Lightweight, Flexible, and Efficient: Unlocking the Secrets of Electron Behavior in Organic Devices

Understanding how electrons behave and the surface structure of triphenylene thin film molecules on graphite substrates changes under light irradiation.

The field of organic electronics has attracted considerable attention from both academia and industry, thanks to its promising applications in OLEDs (organic light-emitting diodes) and organic solar cells. These applications benefit from being lightweight, flexible, and cost-effective. These devices are made by depositing a thin film of organic molecules onto a substrate that acts as an electrode, and function by controlling the transfer of electrons between the thin film and the substrate.

Therefore, understanding electron behavior at the interface between the substrate and the thin film, coupled with the electronic properties of the organic thin film, is crucial for the further advancement of organic electronics. Moreover, the simultaneous observation of photocarrier electrons and intramolecular photoexcitation would offer more insights into thin films of organic molecules.

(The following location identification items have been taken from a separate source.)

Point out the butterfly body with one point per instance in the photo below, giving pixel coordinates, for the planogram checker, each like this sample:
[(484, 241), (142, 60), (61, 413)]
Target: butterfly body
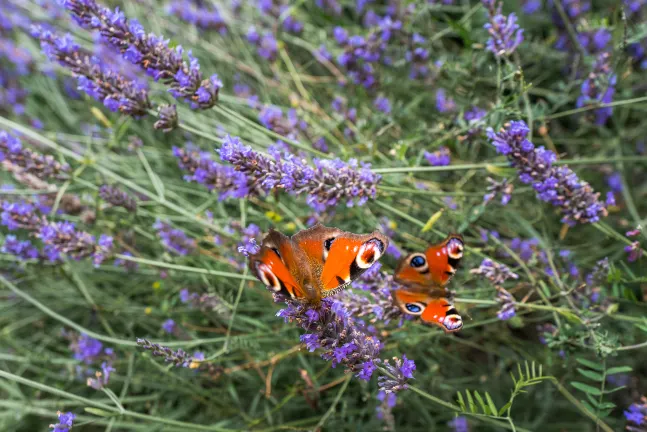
[(424, 277), (315, 263)]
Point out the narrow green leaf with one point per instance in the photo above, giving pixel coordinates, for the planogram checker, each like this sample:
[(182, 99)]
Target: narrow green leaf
[(491, 404), (591, 375), (619, 369), (588, 406), (504, 409), (481, 402), (461, 402), (99, 412), (586, 388), (614, 390), (590, 364), (470, 401)]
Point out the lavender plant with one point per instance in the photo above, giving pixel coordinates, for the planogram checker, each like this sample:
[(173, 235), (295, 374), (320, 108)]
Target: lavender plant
[(127, 301)]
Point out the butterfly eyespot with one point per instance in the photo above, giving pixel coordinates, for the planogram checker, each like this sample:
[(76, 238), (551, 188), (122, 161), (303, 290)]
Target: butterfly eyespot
[(369, 252), (455, 248), (327, 246), (268, 277), (418, 261), (414, 308)]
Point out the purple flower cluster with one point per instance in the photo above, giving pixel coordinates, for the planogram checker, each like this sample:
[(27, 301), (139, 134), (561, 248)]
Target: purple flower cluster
[(505, 33), (634, 250), (27, 161), (20, 215), (201, 169), (599, 88), (441, 157), (329, 182), (177, 358), (117, 93), (331, 329), (399, 372), (65, 422), (149, 51), (557, 185), (63, 238), (361, 54), (118, 198), (174, 239), (503, 188), (24, 250), (167, 118), (507, 304), (198, 14), (637, 415), (496, 273)]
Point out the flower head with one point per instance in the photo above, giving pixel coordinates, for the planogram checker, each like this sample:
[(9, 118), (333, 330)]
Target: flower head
[(557, 185)]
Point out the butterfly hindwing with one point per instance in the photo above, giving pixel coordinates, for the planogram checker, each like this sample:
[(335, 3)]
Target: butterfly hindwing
[(277, 265), (343, 256), (431, 310), (435, 267), (317, 262)]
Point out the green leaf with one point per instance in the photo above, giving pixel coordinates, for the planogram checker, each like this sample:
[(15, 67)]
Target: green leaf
[(470, 401), (461, 402), (100, 413), (619, 369), (590, 364), (491, 404), (481, 402), (614, 390), (586, 388), (591, 375)]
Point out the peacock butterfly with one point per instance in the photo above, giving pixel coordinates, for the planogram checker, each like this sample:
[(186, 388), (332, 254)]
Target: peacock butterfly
[(423, 277), (315, 263)]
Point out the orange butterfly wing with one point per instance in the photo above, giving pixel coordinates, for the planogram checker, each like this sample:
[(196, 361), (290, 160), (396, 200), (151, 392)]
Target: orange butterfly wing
[(339, 257), (435, 267), (276, 265), (431, 310)]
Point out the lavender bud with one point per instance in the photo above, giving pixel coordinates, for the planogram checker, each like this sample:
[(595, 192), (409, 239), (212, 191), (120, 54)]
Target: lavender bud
[(118, 198)]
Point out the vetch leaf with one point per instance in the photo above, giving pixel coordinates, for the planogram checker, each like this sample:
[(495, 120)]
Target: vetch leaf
[(586, 388)]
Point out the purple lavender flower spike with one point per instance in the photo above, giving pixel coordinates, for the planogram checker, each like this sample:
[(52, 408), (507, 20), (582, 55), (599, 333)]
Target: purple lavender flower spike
[(440, 157), (557, 185), (400, 371), (637, 414), (167, 120), (329, 182), (24, 160), (23, 250), (599, 88), (20, 214), (178, 358), (64, 239), (505, 33), (150, 52), (65, 422), (118, 198), (116, 92)]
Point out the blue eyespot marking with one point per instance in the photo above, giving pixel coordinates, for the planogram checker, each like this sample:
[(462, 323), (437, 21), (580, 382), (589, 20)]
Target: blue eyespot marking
[(417, 261), (413, 308)]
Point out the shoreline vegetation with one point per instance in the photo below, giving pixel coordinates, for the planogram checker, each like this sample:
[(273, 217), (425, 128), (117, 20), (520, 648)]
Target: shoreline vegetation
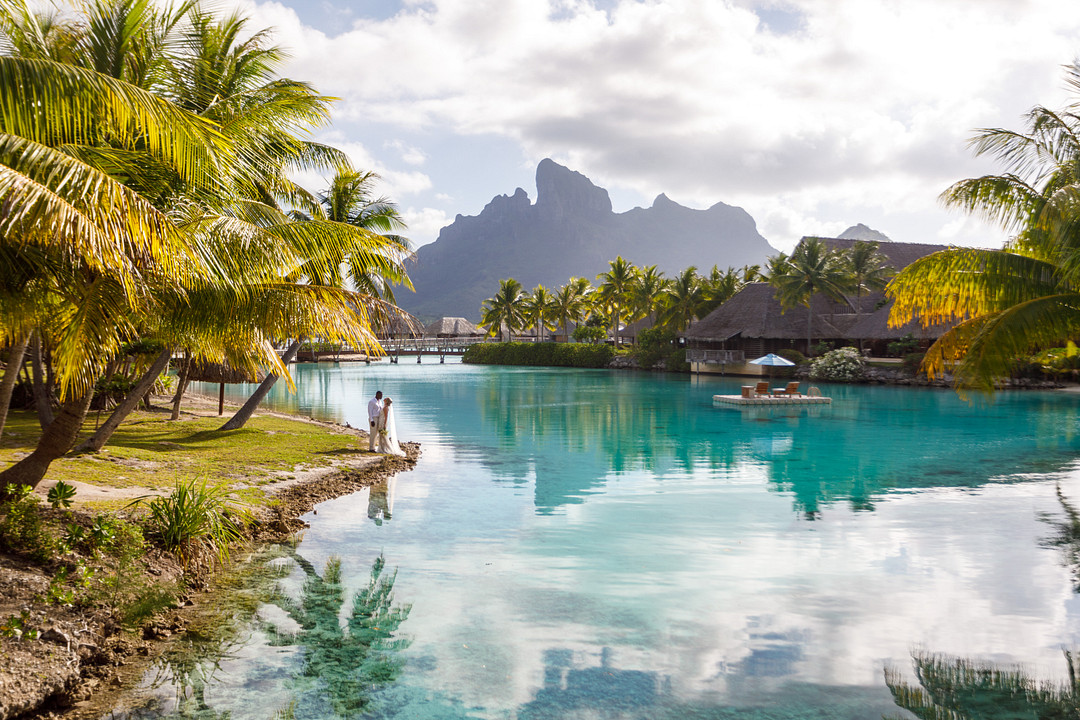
[(81, 617)]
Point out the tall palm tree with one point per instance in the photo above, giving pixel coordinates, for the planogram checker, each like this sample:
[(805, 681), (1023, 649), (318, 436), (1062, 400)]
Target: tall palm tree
[(505, 309), (539, 309), (683, 299), (350, 200), (1007, 302), (615, 287), (569, 302), (811, 269), (647, 290), (717, 288)]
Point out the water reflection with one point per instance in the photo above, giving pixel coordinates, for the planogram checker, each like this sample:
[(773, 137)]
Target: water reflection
[(568, 433), (380, 500), (341, 665), (960, 689)]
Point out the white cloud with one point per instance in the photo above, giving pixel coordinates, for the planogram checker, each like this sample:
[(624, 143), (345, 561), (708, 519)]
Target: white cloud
[(861, 104)]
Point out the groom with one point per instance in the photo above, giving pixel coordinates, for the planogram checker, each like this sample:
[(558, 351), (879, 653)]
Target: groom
[(374, 408)]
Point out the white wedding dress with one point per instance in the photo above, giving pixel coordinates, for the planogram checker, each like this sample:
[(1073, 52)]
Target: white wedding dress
[(388, 439)]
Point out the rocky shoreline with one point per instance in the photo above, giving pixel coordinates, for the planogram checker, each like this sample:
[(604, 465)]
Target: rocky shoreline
[(81, 660)]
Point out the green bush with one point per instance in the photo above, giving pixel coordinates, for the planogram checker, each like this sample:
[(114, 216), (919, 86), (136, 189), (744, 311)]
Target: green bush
[(22, 527), (543, 354), (590, 334), (905, 345), (842, 365), (913, 362), (196, 522)]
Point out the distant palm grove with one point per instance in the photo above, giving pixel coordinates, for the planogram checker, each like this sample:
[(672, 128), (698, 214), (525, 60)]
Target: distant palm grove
[(626, 294), (146, 154)]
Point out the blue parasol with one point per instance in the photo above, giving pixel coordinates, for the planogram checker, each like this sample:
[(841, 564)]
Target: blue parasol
[(772, 360)]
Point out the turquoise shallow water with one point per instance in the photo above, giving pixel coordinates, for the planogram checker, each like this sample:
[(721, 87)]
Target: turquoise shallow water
[(589, 544)]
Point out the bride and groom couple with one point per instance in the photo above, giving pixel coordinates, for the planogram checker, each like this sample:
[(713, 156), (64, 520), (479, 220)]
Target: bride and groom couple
[(382, 432)]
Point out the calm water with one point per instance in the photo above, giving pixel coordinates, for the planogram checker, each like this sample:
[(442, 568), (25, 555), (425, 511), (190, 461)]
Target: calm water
[(589, 544)]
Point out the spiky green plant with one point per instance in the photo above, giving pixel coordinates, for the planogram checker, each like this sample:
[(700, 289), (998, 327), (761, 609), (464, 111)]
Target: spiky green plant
[(196, 522)]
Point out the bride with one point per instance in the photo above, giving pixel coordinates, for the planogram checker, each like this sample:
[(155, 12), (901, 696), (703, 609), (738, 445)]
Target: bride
[(388, 431)]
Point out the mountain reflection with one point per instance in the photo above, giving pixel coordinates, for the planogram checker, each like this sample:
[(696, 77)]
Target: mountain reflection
[(574, 437), (959, 689)]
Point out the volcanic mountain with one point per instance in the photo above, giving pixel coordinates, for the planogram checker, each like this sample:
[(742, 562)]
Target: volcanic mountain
[(570, 230)]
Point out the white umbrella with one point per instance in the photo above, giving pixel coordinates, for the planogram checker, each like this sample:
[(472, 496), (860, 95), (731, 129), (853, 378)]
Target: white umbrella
[(772, 360)]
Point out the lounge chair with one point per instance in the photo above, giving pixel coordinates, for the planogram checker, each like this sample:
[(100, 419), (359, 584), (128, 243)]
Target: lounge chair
[(790, 391)]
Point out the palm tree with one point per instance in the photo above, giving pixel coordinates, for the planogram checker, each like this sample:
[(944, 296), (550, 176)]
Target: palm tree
[(505, 308), (1007, 302), (684, 297), (717, 288), (569, 302), (811, 269), (647, 290), (615, 287), (539, 309)]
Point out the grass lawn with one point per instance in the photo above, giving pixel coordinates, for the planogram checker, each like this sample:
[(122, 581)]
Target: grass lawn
[(151, 451)]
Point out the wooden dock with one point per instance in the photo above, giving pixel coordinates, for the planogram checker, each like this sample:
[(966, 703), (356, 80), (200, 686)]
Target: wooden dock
[(767, 401)]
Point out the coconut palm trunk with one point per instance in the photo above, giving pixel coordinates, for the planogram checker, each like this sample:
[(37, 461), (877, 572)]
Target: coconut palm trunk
[(244, 413), (41, 403), (181, 385), (97, 440), (10, 376), (55, 442)]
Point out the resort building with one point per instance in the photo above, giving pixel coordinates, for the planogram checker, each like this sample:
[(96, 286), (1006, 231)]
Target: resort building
[(753, 322)]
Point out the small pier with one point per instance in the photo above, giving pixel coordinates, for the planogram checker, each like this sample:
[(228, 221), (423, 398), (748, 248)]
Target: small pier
[(770, 401)]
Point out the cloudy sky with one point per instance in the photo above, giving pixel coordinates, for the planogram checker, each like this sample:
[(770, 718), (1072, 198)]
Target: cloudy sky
[(811, 114)]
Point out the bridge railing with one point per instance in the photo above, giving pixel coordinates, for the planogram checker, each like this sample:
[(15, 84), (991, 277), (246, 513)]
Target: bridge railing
[(715, 356)]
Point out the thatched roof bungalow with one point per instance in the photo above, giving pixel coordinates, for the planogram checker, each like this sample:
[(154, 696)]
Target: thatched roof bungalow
[(453, 327), (754, 323)]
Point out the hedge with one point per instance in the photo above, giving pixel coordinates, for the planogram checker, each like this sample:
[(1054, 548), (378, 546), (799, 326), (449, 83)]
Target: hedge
[(551, 354)]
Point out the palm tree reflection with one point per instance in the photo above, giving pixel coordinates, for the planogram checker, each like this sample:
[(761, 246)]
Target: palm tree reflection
[(959, 689), (342, 665)]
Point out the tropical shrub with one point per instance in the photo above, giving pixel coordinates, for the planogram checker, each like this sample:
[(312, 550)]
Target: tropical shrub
[(589, 334), (842, 365), (196, 522), (550, 354), (913, 362), (1060, 361), (22, 527), (61, 494), (903, 347)]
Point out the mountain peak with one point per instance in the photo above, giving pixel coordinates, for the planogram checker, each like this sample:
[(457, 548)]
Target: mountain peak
[(862, 232), (562, 191)]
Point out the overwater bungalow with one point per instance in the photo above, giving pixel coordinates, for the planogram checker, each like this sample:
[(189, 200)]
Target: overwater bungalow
[(753, 322), (453, 327)]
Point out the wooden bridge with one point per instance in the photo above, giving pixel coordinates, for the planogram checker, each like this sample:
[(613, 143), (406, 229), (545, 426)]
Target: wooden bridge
[(420, 347)]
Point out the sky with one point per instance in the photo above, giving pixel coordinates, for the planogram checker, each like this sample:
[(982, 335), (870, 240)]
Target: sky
[(810, 114)]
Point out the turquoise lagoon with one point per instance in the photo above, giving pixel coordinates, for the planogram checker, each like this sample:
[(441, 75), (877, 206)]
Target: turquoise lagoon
[(594, 544)]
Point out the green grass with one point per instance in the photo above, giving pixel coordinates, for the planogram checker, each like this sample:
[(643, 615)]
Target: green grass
[(151, 451)]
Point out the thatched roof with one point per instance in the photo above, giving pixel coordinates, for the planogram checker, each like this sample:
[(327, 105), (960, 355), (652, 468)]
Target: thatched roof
[(755, 312), (203, 371), (451, 327)]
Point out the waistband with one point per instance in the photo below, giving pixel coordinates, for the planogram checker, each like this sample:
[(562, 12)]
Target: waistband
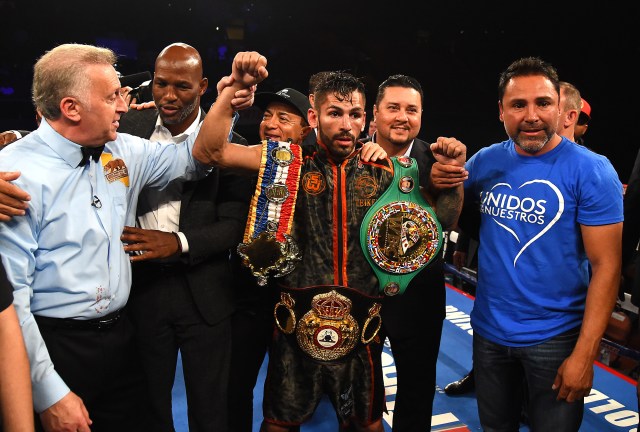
[(328, 322), (103, 323)]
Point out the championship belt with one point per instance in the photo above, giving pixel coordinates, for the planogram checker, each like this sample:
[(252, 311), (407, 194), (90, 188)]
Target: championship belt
[(400, 233), (267, 246), (333, 320)]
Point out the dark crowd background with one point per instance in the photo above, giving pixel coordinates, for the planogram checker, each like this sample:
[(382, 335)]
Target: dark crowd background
[(456, 49)]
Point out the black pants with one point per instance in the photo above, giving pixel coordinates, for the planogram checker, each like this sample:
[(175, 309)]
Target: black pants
[(102, 367), (252, 329), (415, 356), (167, 321)]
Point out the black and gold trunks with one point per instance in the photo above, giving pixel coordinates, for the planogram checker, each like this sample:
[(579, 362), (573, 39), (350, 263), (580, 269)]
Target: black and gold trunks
[(328, 322)]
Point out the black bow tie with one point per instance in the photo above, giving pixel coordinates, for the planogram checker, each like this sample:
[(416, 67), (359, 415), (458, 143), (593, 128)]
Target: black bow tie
[(90, 152)]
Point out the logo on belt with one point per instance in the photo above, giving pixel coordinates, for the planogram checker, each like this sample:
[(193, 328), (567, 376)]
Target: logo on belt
[(400, 234), (328, 331), (267, 246)]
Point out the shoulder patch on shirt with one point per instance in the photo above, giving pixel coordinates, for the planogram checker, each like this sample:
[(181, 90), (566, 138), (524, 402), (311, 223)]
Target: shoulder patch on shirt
[(114, 169)]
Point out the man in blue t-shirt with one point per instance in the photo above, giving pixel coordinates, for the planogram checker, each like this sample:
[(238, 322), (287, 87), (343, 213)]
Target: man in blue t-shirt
[(548, 208)]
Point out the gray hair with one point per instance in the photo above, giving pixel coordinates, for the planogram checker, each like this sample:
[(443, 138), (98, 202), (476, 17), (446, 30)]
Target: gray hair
[(61, 72)]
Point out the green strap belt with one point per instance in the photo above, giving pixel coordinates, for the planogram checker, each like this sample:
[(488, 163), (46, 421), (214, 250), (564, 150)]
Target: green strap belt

Challenges in Studying Electron Dynamics

Although the static electronic states of thin films of organic molecules have been studied in detail using a technique called photoelectron spectroscopy, the accurate detection of the dynamic behavior of electrons attempting to express their functions in devices has been challenging, hindering progress.

A research group led by Associate Professor Masahiro Shibuta of the Graduate School of Engineering at Osaka Metropolitan University observed the electronic behavior and surface structure of a thin film of triphenylene (TP) molecules deposited on a graphite substrate using two-photon photoemission (2PPE) spectroscopy, scanning tunneling microscopy and low-energy electron diffraction.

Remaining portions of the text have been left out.